La loi de 2013 qui a légalisé la production, la distribution et la consommation de cannabis en Uruguay n'a pas entraîné une baisse du trafic et les meurtres en lien avec ces trafics ont même augmenté, selon la police.

Publié le 7 mars 2017
AGENCE FRANCE-PRESSE

«En 2016, nous avons atteint des niveaux records en terme de saisies de produits venus de l'extérieur du pays, comme quoi le trafic vers l'Uruguay n'a pas réellement été touché», a déclaré mardi le directeur de la police nationale uruguayenne, Mario Layera, dans un entretien à la radio locale El Espectador.
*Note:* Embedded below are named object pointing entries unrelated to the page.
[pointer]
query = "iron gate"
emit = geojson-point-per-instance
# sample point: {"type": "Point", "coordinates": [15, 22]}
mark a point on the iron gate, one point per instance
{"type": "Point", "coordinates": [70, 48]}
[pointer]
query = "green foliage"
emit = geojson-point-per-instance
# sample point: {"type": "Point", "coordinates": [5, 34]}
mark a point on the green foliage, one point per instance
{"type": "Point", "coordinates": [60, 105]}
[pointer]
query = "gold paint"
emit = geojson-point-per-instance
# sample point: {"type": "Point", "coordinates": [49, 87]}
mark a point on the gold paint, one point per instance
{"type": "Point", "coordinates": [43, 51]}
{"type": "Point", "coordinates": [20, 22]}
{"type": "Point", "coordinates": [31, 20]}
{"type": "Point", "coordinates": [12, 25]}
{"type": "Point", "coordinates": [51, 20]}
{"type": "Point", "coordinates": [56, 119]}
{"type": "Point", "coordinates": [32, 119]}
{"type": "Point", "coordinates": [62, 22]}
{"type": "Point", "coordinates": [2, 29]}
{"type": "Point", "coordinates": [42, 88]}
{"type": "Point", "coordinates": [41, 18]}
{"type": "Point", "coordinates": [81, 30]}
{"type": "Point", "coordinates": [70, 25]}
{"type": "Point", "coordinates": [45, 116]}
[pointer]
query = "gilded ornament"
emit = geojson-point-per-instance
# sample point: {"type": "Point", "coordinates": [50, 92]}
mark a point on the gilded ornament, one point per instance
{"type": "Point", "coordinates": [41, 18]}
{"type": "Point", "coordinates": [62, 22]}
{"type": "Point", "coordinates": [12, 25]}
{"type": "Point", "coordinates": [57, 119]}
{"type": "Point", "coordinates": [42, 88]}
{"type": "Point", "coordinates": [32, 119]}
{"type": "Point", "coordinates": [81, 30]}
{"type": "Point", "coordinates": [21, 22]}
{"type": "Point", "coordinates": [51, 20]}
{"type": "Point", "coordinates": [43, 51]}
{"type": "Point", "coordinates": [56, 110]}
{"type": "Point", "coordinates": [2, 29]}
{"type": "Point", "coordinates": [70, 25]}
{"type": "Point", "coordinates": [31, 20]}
En décembre, la Brigade des Narcotiques uruguayenne avait souligné avoir saisi 4,3 tonnes de cannabis, contre 2,5 tonnes en 2015, et 144,4 kg de cocaïne.

L'Uruguay a adopté en décembre 2013 une loi polémique autorisant trois modes d'accès au cannabis: culture à domicile pour la consommation personnelle, appartenance à un club cannabique pour planter de manière coopérative et achat de marijuana produite par des entreprises privées.

Jusqu'à cette année, le problème principal pour les consommateurs a cependant été la difficulté à se fournir en pharmacie, pour des raisons logistiques.